South Sudan’s Acting Minister of Foreign Affairs Deng Dau Deng Malek said his country regrets and objects to any renewal of the sanctions because this is unjustified.

“This was done in bad faith and with ill intention under the spotlight of being a state with a lot of abuses,” Deng told Anadolu by phone in the capital Juba.

He said they have done their part as the government by implementing the provisions of the 2020 peace agreement and have gone far to implement the provisions of the benchmark that was earmarked for the removal of these sanctions.

Deng said the renewal of the sanctions and arms embargo will affect the implementation of the security arrangement.

“We wanted to graduate (the unified forces) to the second phase and deploy (them), but now that will not happen. We had planned to arm and deploy the unified forces to the cantonment sites,” he said.

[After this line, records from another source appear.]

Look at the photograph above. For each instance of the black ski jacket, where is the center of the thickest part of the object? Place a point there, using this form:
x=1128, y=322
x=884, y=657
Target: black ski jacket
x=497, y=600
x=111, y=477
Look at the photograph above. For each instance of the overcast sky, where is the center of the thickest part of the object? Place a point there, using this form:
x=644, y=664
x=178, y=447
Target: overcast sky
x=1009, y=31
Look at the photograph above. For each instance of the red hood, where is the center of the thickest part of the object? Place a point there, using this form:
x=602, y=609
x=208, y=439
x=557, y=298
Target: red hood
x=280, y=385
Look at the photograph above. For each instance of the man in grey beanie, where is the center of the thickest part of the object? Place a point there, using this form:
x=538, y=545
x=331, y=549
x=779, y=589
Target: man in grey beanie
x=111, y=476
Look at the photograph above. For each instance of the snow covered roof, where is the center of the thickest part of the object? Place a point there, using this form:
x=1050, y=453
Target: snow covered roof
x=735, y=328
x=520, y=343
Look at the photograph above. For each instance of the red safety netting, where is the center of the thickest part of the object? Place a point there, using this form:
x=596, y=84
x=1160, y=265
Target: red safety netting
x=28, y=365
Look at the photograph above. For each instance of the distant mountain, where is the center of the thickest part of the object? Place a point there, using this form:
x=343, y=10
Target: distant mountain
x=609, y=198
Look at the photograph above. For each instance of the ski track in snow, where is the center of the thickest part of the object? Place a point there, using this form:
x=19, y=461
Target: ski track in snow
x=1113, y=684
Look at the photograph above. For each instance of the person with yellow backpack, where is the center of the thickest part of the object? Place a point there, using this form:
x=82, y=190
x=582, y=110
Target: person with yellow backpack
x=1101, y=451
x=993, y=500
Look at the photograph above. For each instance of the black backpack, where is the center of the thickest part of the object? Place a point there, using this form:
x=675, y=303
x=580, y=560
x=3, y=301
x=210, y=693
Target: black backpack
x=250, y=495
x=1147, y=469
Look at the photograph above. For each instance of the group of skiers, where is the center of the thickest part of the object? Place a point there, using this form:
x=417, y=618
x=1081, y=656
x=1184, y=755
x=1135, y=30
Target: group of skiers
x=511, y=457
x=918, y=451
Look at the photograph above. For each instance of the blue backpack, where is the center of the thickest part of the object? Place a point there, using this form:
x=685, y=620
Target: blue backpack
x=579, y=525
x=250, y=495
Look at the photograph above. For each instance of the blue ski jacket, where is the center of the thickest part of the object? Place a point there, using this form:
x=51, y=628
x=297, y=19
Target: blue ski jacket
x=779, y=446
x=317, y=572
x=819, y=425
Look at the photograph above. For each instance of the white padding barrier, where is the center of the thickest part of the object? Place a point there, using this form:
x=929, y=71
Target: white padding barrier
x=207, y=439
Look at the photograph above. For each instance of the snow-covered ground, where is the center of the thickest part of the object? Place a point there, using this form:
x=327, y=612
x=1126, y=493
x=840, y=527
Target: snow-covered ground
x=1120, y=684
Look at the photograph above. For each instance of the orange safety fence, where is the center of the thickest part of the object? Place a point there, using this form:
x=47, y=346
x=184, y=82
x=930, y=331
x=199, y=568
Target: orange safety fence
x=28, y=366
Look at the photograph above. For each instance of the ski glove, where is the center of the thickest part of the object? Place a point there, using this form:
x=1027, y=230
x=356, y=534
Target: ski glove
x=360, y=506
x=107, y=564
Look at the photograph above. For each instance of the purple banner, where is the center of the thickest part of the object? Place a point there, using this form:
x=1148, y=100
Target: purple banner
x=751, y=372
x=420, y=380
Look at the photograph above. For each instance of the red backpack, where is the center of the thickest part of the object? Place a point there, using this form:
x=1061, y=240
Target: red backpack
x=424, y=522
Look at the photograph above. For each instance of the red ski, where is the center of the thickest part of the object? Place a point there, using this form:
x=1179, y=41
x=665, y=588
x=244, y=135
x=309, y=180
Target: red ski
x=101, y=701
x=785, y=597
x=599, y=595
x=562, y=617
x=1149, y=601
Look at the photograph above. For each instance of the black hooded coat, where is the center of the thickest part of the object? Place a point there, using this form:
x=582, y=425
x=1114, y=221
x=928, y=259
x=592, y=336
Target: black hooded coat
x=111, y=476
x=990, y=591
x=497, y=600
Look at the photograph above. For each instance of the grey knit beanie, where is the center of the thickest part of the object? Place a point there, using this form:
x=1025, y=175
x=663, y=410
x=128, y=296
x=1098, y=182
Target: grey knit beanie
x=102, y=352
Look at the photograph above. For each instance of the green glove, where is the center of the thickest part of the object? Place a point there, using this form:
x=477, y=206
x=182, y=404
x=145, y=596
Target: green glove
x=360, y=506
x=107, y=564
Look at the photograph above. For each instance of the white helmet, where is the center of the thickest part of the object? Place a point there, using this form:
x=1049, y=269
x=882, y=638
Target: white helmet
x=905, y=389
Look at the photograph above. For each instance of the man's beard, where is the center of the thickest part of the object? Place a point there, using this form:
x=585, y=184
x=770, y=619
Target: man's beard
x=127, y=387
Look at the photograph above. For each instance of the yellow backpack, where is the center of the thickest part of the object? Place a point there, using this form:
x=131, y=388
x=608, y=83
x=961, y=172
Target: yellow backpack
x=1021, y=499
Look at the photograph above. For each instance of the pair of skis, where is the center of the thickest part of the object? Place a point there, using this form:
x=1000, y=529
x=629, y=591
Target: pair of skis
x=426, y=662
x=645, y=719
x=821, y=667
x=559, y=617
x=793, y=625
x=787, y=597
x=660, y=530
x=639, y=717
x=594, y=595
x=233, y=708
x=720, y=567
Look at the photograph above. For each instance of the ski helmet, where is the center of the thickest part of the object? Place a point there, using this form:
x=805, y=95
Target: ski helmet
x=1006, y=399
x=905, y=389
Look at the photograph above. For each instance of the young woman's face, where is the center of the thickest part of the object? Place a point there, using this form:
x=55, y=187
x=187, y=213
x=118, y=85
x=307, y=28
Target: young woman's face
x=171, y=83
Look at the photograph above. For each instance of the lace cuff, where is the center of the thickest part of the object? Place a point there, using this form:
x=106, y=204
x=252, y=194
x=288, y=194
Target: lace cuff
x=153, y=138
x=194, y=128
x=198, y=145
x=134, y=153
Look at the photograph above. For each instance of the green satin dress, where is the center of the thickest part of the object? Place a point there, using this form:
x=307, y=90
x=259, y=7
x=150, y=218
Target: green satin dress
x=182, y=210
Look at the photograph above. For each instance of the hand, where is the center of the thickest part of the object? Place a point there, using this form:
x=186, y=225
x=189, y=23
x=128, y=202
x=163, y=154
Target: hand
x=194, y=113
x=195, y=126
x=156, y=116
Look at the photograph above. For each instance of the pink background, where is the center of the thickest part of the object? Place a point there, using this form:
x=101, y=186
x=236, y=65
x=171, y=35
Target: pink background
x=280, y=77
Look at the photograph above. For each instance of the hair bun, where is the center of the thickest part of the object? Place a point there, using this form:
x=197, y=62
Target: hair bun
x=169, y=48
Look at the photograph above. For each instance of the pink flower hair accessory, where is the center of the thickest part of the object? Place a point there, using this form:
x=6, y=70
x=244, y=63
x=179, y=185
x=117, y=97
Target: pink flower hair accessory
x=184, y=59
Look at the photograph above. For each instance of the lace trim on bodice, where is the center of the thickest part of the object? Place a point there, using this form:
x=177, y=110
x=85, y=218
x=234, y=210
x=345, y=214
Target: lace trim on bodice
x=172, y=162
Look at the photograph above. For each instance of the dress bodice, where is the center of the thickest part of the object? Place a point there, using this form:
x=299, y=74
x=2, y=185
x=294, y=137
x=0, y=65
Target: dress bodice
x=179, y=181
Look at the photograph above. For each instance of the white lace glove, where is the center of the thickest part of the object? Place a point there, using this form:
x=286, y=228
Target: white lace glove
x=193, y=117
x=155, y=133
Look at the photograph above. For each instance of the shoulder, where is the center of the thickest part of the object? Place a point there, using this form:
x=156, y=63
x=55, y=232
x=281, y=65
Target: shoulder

He added that the sanctions will be the main factor that affects the economy, trade, commerce, and security of the country.

“Prices will now shoot up because we are a landlocked country and South Sudan relies heavily on things imported from the neighboring countries,” he said.

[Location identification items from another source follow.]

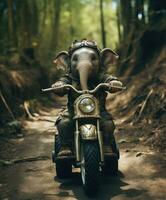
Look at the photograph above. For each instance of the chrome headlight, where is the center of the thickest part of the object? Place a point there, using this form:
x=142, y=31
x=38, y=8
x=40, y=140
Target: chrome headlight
x=87, y=105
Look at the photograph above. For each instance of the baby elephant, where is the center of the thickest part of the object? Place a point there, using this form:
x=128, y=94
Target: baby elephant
x=85, y=64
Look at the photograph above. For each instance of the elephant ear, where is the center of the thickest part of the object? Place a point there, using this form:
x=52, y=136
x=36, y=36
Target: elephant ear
x=108, y=57
x=62, y=61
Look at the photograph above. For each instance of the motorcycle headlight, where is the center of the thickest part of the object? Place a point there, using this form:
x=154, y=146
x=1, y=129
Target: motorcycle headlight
x=87, y=105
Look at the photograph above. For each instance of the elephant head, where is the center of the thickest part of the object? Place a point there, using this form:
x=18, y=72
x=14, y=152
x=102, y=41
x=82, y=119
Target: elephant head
x=85, y=60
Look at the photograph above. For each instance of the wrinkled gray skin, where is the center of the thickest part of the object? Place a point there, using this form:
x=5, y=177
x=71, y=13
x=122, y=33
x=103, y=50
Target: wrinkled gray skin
x=85, y=63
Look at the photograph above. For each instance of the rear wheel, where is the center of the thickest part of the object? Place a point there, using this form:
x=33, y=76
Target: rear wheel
x=90, y=167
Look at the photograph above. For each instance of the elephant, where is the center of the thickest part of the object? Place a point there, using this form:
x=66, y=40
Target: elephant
x=85, y=64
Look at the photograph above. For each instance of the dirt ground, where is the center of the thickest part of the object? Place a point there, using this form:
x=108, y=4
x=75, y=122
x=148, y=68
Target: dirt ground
x=141, y=171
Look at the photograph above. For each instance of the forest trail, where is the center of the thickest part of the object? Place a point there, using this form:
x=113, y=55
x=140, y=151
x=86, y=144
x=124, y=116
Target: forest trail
x=141, y=176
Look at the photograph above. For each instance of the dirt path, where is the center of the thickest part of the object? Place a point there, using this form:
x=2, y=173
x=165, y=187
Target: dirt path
x=142, y=173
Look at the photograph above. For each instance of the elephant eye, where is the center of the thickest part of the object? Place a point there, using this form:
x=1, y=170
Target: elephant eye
x=75, y=58
x=93, y=57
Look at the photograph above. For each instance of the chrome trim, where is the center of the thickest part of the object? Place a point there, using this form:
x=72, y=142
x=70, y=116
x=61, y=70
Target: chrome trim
x=77, y=143
x=88, y=132
x=100, y=139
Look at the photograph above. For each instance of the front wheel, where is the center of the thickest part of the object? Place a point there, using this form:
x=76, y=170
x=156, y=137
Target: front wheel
x=90, y=166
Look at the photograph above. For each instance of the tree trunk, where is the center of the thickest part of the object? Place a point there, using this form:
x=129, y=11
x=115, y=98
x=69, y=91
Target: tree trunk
x=57, y=21
x=10, y=23
x=103, y=32
x=118, y=22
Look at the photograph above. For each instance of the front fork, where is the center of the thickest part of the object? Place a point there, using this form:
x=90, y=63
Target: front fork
x=77, y=138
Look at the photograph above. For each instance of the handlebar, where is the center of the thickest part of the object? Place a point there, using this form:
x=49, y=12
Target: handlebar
x=107, y=87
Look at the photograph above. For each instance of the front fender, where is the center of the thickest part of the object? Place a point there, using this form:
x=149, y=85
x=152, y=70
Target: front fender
x=88, y=132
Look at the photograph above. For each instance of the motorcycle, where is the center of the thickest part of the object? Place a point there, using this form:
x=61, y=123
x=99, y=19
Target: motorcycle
x=87, y=147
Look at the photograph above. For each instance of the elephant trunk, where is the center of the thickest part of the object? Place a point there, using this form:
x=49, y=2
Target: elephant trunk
x=84, y=74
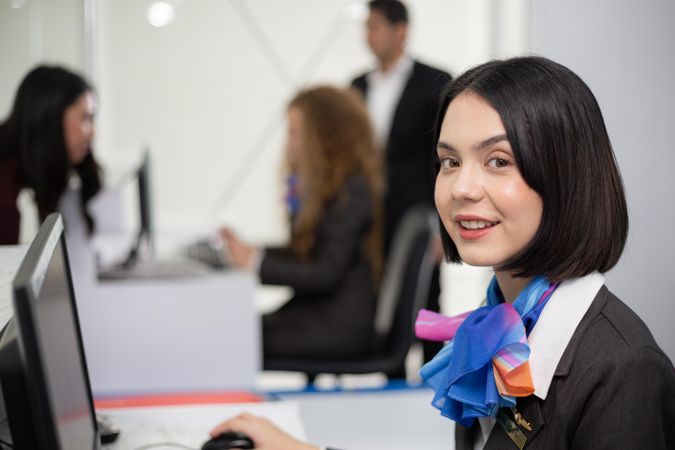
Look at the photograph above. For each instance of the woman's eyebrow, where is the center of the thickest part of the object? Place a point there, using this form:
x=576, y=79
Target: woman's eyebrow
x=481, y=145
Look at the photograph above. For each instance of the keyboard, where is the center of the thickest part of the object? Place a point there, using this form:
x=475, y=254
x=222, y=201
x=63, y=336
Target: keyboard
x=209, y=252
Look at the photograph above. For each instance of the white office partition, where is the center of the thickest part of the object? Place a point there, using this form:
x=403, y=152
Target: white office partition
x=186, y=335
x=625, y=51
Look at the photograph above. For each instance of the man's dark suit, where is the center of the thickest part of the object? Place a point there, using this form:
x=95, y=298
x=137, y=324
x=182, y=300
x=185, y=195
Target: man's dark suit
x=612, y=389
x=331, y=313
x=410, y=147
x=408, y=157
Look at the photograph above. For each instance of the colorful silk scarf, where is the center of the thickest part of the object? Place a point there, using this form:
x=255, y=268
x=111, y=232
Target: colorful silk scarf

Deng said that investors will not have an interest in coming to South Sudan because it is a country under sanctions.

“This is a bad name, and we are very unhappy with it,” he added.

UN Security Council Resolution 2683 (2023) was adopted by a vote of 10 in favor (Albania, Brazil, Ecuador, France, Japan, Malta, Switzerland, the United Arab Emirates, the UK, and the US) to none against, with five abstentions (China, Gabon, Ghana, Mozambique, and the Russian Federation).

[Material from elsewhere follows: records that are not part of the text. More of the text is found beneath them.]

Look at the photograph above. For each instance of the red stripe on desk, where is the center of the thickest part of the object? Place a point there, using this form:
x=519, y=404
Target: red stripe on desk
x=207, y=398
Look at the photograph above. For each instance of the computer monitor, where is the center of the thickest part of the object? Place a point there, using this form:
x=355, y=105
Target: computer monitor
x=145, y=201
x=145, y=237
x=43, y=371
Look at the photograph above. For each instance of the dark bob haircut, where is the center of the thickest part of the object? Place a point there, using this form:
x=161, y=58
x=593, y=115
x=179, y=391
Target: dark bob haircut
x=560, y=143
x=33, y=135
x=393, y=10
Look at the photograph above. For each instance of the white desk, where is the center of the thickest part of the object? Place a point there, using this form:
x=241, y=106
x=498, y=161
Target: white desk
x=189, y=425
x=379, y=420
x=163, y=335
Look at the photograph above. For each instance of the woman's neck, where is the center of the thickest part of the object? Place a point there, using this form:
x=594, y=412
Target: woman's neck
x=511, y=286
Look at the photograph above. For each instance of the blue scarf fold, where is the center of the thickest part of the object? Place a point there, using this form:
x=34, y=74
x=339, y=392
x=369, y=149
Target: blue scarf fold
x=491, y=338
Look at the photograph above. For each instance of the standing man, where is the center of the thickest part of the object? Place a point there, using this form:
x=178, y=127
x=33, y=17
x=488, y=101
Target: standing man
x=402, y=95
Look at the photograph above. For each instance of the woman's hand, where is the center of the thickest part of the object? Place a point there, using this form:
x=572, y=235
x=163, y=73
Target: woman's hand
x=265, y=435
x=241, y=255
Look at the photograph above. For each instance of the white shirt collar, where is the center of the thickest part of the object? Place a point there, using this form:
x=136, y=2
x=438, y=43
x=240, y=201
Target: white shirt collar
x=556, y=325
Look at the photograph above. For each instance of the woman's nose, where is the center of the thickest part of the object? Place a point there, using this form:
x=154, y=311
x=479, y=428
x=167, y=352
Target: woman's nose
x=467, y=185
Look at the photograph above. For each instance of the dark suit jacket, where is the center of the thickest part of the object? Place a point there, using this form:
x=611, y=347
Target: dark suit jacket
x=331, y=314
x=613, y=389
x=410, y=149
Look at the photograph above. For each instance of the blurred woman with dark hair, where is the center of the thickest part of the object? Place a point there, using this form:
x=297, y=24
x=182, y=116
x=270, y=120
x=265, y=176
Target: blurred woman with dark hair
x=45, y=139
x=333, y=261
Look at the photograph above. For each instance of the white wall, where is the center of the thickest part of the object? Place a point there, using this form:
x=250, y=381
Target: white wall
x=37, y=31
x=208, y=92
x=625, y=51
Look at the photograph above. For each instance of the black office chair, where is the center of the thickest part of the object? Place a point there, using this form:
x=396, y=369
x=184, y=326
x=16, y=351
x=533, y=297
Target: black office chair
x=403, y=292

The Council strongly condemned past and ongoing violations of human rights and international humanitarian law by all parties, including armed groups and national security forces.

It further condemned the targeting of civil society, including journalists, human rights defenders, and humanitarian personnel, emphasizing that the Revitalized Transitional Government of National Unity bears the primary responsibility to protect its population from genocide, war crimes, and crimes against humanity.

The Council decided to renew until May 31, 2024, the measures on arms imposed by paragraph 4 of Resolution 2428 (2018), which direct all member states to prevent the direct or indirect supply, sale, or transfer of arms to the territory of South Sudan.

It also decided that the notification requirements set out in paragraph 2 of Resolution 2633 (2022) shall no longer apply to the supply, sale, or transfer of non-lethal military equipment solely in support of the implementation of the terms of the peace agreement and related technical assistance or training on such equipment.

By other terms, the Council decided to renew until May 31, 2024, the travel and financial measures imposed by Resolution 2206 (2015), according to which all member states shall take measures to freeze the financial assets of designated individuals and prevent their entry into or transit through their territories.

Further, the Council decided to extend until July 1, 2024, the mandate of the Panel of Experts as set out in paragraph 19 of Resolution 2428 (2018), adding the panel should provide to the Council an interim report by Dec. 1, 2023, a final report by May 1, 2024, and updates each month.

The Council reiterated its readiness to review arms embargo measures through, inter alia, modification, suspension, or progressive lifting of these measures in light of progress achieved on the key benchmarks. It also requested the Secretary-General, in close consultation with the United Nations Mission in South Sudan (UNMISS) and the panel, to conduct an assessment of progress achieved no later than April 15, 2024.

Tigere Chagutah, Regional Director, Amnesty International, East, and Southern Africa, welcomed the extension of the UN arms embargo on South Sudan.

“The UN Security Council vote sends a clear message to the South Sudanese government that it must act urgently to implement the Joint Action Plan on addressing conflict-related sexual violence, among other benchmarks set by the Security Council under Resolution 2577 of May 2021.

“Although this vote is a positive step, we regret that South Sudan will now be allowed to import ‘non-lethal’ equipment without the need to inform and request an exception from the Security Council’s sanctions committee,” said Chagutah.